How does matter acquire mass? It's a question of fundamental importance to physicists. Traditionally, we've understood that all matter in the universe gains mass through a process called spontaneous symmetry breaking. Yet, recent discoveries in both condensed matter and high-energy physics have unveiled a new mechanism of mass generation without any symmetry breaking, known as "symmetric mass generation" (SMG). In our current work, we set out to investigate whether SMG corresponds to a true continuous phase transition with universal behaviors.
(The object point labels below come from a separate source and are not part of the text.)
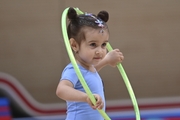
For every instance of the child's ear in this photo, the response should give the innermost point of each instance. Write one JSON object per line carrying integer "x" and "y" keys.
{"x": 74, "y": 45}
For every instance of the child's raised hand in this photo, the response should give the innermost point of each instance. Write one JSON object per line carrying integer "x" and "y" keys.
{"x": 114, "y": 57}
{"x": 99, "y": 102}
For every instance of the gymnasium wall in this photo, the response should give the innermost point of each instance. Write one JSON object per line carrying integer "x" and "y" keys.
{"x": 146, "y": 31}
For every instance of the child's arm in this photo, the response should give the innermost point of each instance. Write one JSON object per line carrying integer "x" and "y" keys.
{"x": 112, "y": 58}
{"x": 66, "y": 92}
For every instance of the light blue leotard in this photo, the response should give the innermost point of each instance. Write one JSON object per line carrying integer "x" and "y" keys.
{"x": 82, "y": 110}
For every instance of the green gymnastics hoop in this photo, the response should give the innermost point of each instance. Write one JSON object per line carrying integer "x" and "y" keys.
{"x": 78, "y": 72}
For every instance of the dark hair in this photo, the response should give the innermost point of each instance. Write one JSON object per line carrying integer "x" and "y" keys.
{"x": 78, "y": 22}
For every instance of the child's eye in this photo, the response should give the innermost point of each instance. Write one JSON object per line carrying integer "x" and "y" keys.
{"x": 104, "y": 44}
{"x": 93, "y": 44}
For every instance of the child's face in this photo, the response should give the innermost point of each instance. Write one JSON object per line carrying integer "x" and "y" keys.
{"x": 93, "y": 48}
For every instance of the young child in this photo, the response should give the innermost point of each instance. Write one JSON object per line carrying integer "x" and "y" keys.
{"x": 88, "y": 35}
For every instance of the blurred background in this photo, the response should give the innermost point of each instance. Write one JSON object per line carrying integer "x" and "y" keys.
{"x": 33, "y": 55}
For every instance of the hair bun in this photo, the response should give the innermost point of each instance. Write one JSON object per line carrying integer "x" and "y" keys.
{"x": 72, "y": 15}
{"x": 103, "y": 15}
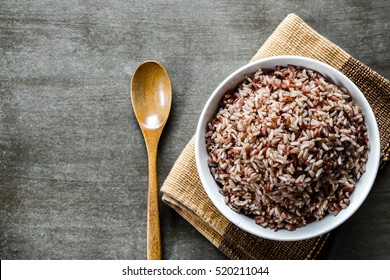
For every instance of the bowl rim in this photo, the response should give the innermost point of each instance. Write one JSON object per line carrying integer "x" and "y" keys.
{"x": 300, "y": 233}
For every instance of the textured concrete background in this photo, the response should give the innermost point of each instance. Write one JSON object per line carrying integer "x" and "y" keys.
{"x": 73, "y": 168}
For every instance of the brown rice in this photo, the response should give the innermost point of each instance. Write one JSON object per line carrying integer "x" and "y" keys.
{"x": 287, "y": 147}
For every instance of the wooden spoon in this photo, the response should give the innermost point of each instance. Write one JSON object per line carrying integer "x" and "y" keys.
{"x": 151, "y": 96}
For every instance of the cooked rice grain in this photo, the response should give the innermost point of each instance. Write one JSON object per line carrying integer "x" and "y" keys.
{"x": 287, "y": 147}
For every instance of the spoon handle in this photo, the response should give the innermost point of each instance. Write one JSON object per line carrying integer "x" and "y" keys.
{"x": 153, "y": 220}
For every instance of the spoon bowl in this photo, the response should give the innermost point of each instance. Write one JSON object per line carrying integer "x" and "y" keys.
{"x": 151, "y": 94}
{"x": 151, "y": 97}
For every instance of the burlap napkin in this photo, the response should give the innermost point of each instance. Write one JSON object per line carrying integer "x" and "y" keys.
{"x": 184, "y": 192}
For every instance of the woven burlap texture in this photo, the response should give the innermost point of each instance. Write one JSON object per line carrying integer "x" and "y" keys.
{"x": 183, "y": 191}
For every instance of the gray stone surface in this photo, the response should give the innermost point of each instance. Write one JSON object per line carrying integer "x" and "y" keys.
{"x": 73, "y": 168}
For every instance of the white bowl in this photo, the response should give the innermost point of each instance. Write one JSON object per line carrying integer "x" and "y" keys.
{"x": 330, "y": 221}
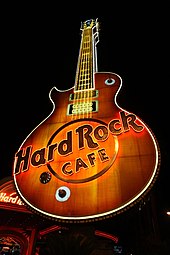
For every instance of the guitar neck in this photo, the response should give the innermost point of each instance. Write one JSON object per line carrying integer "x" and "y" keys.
{"x": 87, "y": 61}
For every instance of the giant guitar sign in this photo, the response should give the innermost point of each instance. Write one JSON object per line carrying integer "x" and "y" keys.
{"x": 89, "y": 159}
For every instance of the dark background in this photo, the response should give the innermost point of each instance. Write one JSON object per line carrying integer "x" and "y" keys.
{"x": 39, "y": 50}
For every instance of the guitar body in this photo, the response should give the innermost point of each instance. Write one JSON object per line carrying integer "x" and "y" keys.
{"x": 80, "y": 164}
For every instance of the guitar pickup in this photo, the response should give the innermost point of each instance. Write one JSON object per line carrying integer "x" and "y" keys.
{"x": 84, "y": 94}
{"x": 83, "y": 107}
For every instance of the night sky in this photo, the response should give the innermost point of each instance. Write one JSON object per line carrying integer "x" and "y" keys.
{"x": 39, "y": 50}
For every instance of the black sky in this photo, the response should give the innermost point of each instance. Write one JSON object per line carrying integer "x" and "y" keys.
{"x": 39, "y": 50}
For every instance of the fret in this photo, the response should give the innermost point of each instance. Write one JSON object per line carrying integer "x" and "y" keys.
{"x": 87, "y": 59}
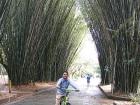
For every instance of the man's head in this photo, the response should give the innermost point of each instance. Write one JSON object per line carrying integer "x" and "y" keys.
{"x": 65, "y": 74}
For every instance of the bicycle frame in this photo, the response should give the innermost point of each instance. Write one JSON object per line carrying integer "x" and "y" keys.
{"x": 65, "y": 99}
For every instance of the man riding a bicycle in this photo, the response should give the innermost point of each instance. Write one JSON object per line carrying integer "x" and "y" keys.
{"x": 62, "y": 85}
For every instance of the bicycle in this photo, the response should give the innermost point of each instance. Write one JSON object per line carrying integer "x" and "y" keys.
{"x": 65, "y": 99}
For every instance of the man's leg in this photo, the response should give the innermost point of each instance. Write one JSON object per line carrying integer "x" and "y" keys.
{"x": 58, "y": 99}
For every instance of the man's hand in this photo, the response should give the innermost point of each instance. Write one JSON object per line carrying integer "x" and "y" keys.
{"x": 77, "y": 90}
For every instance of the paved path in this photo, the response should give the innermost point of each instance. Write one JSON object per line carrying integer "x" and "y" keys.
{"x": 87, "y": 96}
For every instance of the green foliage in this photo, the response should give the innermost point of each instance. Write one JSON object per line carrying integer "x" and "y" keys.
{"x": 41, "y": 39}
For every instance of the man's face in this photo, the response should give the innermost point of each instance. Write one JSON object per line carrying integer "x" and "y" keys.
{"x": 65, "y": 75}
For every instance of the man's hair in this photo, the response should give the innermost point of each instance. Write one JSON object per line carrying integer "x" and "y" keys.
{"x": 66, "y": 72}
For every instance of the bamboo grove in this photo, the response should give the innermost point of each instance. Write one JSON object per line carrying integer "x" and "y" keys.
{"x": 40, "y": 39}
{"x": 114, "y": 25}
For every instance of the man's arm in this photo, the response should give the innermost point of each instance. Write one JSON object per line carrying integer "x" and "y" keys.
{"x": 58, "y": 83}
{"x": 73, "y": 85}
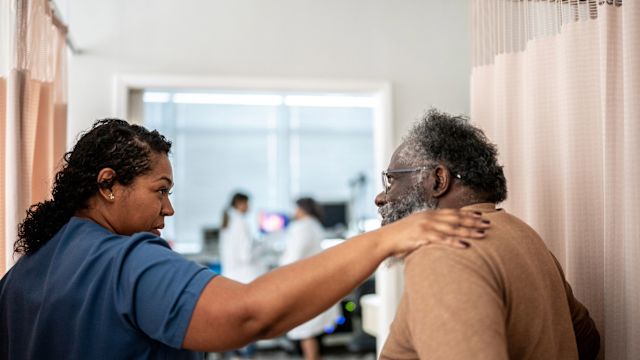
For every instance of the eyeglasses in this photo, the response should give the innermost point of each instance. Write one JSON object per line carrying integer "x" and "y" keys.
{"x": 386, "y": 181}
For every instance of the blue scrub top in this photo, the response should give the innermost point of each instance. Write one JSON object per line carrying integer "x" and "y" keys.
{"x": 92, "y": 294}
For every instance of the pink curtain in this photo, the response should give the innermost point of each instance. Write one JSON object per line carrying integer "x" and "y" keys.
{"x": 555, "y": 84}
{"x": 36, "y": 113}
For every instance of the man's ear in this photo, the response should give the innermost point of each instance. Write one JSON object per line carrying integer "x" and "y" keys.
{"x": 441, "y": 181}
{"x": 106, "y": 179}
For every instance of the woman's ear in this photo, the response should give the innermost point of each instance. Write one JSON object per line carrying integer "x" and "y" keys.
{"x": 106, "y": 179}
{"x": 441, "y": 181}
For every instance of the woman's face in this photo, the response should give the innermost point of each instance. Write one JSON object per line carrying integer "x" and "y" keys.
{"x": 143, "y": 205}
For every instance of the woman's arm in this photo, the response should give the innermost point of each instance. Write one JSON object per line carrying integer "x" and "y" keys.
{"x": 229, "y": 314}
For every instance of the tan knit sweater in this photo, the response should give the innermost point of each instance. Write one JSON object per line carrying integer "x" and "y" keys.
{"x": 504, "y": 298}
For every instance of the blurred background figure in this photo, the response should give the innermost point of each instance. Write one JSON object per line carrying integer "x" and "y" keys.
{"x": 236, "y": 251}
{"x": 303, "y": 239}
{"x": 236, "y": 241}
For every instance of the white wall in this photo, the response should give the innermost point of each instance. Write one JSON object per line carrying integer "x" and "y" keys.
{"x": 420, "y": 46}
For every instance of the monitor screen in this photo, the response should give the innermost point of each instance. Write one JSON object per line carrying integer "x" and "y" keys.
{"x": 334, "y": 214}
{"x": 270, "y": 222}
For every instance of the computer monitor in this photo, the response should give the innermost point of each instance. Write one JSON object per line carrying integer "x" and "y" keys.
{"x": 334, "y": 214}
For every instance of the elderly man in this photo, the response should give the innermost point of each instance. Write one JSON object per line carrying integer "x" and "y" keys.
{"x": 506, "y": 296}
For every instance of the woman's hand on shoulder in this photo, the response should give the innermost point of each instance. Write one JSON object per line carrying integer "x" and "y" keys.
{"x": 444, "y": 226}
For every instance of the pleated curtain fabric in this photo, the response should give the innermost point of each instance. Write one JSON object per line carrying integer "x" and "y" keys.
{"x": 6, "y": 50}
{"x": 555, "y": 84}
{"x": 35, "y": 121}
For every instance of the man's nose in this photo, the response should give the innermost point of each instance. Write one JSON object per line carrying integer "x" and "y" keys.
{"x": 381, "y": 199}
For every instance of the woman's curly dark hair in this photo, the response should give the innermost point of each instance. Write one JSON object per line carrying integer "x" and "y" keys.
{"x": 463, "y": 148}
{"x": 110, "y": 143}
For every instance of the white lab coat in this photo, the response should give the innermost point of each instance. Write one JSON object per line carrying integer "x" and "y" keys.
{"x": 303, "y": 240}
{"x": 236, "y": 245}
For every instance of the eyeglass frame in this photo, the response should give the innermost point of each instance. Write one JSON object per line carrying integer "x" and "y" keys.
{"x": 386, "y": 183}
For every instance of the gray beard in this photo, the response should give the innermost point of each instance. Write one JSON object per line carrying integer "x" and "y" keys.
{"x": 408, "y": 204}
Using newly developed numerical probes of quantum entanglement, we delved into the heart of this phenomenon on interacting electrons on honeycomb lattice, which might find its relevance in quantum moire materials. What we discovered is that, the SMG transition is indeed a continuous phase transition, but it defies all traditional paradigms. This finding opens up exciting avenues for understanding the fundamentally new mechanism of the mass generation. This work is published on Phys. Rev. Lett. 132.156503 (2024).

Recent research demystifies the effects of long-range interactions on physical systems. Our quantum Monte Carlo simulations and field theoretical analysis on (2+1)-dimensional O(3) quantum critical points and two-dimensional Néel states with long-range interactions have uncovered the critical exponents of quantum critical points influenced by long-range interactions exhibit three distinct renormalization group fixed points [Phys. Rev. B 109, L081114 (2024) Editor's suggestion]. At finite temperature, our unbiased investigation demonstrated the spontaneous breaking of SU(2) symmetry in Heisenberg model with 1/r^α-form long-range interactions beyond the Mermin-Wagner theorem. Critical exponents have been determined for different ranges of α, revealing new critical behaviors [npj Quantum Mater. 8, 59 (2023)]. These works encourage further theoretical and experimental studies of quantum materials with long-range interactions, expanding our understanding beyond locality.